We/I hereby join the ranks of Ohio citizenry opposed to the injection of toxic oil and gas waste and to the permitting of additional Class II injection wells due to known and unknown risks and to the harm this industrial dumping inflicts on Ohio communities.
Class II injection wells in Ohio receive liquid oil and gas industry waste from Ohio, West Virginia, Pennsylvania and other states. They are not designed to receive hazardous waste and create serious risks to human health and the environment. Class II wells provide no known benefit to communities and do not foster job growth. They should be banned.
Class II Injection wells accept waste from deep-shale drilling and hydraulic fracturing (fracking). This waste contains potentially large quantities of undisclosed highly toxic chemicals such as benzene, xylene, naphthalene, formaldehyde, cadmium, mercury, arsenic, and radioactive radium, barium, and strontium. A U.S. Geological Survey report (12/11) found that liquid fracking waste from Pennsylvaniahad levels of radioactivity over 3,600 times drinking water standards and more than 300 times higher than Nuclear Regulatory Commission limits for industrial discharges to water. This radioactive material comes from deep underground and is more than three times higher than waste from conventional oil and gas wells. (Columbus Dispatch 9-3-12)

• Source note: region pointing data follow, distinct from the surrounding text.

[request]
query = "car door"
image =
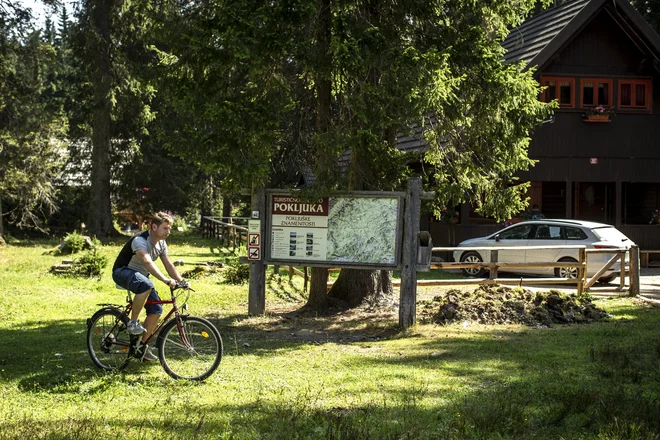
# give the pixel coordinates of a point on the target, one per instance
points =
(546, 234)
(517, 236)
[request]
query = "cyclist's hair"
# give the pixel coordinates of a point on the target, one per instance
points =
(161, 217)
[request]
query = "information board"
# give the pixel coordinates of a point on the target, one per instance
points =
(353, 230)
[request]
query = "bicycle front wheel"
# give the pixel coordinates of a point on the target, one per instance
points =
(108, 341)
(191, 350)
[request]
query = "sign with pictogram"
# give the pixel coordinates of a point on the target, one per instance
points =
(254, 253)
(254, 239)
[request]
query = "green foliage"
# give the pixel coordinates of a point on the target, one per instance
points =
(31, 133)
(90, 264)
(237, 274)
(73, 243)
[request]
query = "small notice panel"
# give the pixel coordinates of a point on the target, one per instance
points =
(254, 239)
(299, 230)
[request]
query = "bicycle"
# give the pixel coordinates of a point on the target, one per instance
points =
(189, 347)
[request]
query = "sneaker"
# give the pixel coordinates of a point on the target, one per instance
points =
(148, 355)
(134, 328)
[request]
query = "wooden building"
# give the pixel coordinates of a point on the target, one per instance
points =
(590, 54)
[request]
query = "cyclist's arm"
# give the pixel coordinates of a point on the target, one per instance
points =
(152, 268)
(170, 268)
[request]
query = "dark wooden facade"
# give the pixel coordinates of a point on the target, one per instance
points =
(605, 172)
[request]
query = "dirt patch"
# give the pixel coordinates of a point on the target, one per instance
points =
(503, 305)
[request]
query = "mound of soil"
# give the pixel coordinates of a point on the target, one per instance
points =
(503, 305)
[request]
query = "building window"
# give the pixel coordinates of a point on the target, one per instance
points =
(635, 94)
(560, 89)
(595, 92)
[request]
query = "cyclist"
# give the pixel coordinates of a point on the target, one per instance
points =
(134, 264)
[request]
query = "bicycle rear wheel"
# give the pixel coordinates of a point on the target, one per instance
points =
(192, 351)
(108, 341)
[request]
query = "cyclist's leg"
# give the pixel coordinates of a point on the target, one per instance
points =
(138, 284)
(153, 314)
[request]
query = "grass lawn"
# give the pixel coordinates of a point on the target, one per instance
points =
(352, 375)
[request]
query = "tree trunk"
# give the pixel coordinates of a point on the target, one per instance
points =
(318, 290)
(357, 286)
(318, 286)
(208, 197)
(226, 209)
(100, 209)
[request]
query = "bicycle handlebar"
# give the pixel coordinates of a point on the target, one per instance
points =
(183, 284)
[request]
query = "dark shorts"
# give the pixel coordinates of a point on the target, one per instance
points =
(134, 281)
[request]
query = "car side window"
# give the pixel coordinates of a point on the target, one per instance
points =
(548, 232)
(521, 232)
(574, 233)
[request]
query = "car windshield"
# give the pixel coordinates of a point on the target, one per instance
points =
(609, 233)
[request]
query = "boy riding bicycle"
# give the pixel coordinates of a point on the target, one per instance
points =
(134, 264)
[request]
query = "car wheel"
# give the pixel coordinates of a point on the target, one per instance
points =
(607, 279)
(473, 257)
(569, 273)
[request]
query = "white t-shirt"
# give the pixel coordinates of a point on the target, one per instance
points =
(155, 250)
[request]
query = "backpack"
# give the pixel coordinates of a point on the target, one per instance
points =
(126, 252)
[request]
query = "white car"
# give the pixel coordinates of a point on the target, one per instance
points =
(548, 233)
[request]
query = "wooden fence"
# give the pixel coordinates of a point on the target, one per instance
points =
(231, 231)
(582, 281)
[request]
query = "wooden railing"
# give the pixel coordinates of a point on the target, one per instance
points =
(582, 281)
(229, 233)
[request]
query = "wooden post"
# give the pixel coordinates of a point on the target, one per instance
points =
(569, 199)
(634, 271)
(493, 269)
(618, 195)
(408, 288)
(257, 289)
(306, 279)
(582, 270)
(622, 274)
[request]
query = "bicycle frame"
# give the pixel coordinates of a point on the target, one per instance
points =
(174, 311)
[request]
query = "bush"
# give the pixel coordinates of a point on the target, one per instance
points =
(237, 274)
(73, 243)
(90, 264)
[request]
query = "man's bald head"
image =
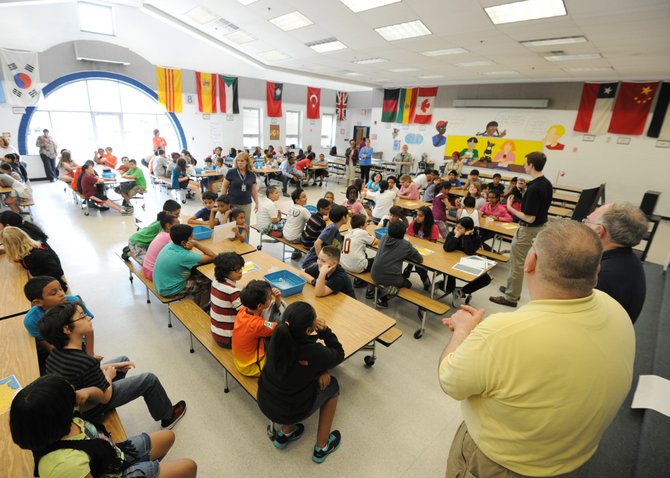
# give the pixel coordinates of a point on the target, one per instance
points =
(568, 255)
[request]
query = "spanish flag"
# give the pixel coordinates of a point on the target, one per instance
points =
(206, 84)
(169, 89)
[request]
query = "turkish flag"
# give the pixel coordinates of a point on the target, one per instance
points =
(632, 108)
(313, 103)
(273, 97)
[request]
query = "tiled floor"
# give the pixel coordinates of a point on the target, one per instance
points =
(394, 418)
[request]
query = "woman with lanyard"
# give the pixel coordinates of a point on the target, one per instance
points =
(240, 185)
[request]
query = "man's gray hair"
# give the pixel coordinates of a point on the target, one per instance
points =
(626, 224)
(568, 256)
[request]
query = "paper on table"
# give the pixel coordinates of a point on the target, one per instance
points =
(652, 392)
(222, 232)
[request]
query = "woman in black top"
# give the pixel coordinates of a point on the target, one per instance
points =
(295, 382)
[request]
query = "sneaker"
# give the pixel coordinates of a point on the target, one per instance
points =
(178, 411)
(280, 441)
(320, 454)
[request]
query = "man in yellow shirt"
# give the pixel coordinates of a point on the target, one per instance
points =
(539, 386)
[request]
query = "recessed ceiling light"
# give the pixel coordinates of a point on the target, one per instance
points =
(582, 56)
(201, 15)
(554, 41)
(326, 45)
(469, 64)
(500, 73)
(448, 51)
(241, 37)
(362, 5)
(403, 30)
(526, 10)
(588, 68)
(291, 21)
(273, 55)
(369, 61)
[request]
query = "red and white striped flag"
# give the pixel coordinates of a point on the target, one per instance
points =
(341, 99)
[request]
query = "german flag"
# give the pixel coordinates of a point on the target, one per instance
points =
(169, 89)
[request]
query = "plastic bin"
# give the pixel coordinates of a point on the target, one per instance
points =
(381, 232)
(200, 233)
(286, 281)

Oil and gas industry waste is legally exempt from federal hazardous waste regulations and from important portions of the Safe Drinking Water Act and Clean Water Act. These toxic fluids are legally designated “non-hazardous” by virtue of these exemptions––if tested, they would be deemed hazardous and required to be disposed of in Class I, hazardous waste injection wells. In 2016, Ohio’s injection wells accepted 27,528,861 barrels of brine and liquid waste. 12,007,300 barrels came from out of state. This waste came from both in state and out of state sources. Neither levels of radioactivity, chemical concentrations, nor actual chemical contents of truckloads are regulated or even tracked by Ohio authorities. In Ohio there is no chemical disclosure to communities as would be required of other waste under the Emergency Planning Community Right to Know laws.
Because ODNR does not monitor for water contamination around Class II injection wells, and because even Class I wells in Ohio have leaked, we are extremely concerned about possible existing water contamination, about the huge volumes of liquids being pumped into our land, and about the rapidly increasing number of injection wells in our communities. Wells eventually leak. Period. State and federal records reveal that during the years 2007 to 2010 one out of every six injection wells inspected failed mechanical integrity testing. ODNR has a long history of ignoring repeated, flagrant violations. It does not enforce even its weak rules, ignores citizens concerns, and denies evidence of
problems or risks.
Many existing Class II wells are old production wells not even built to the current inadequate state standards for injection. Our communities also face great risk from truck accidents and spills. Class II injection wells have also been linked to earthquakes in Ohio as well as in several other states, including one in Oklahoma that measured 5.7 on the Richter Scale.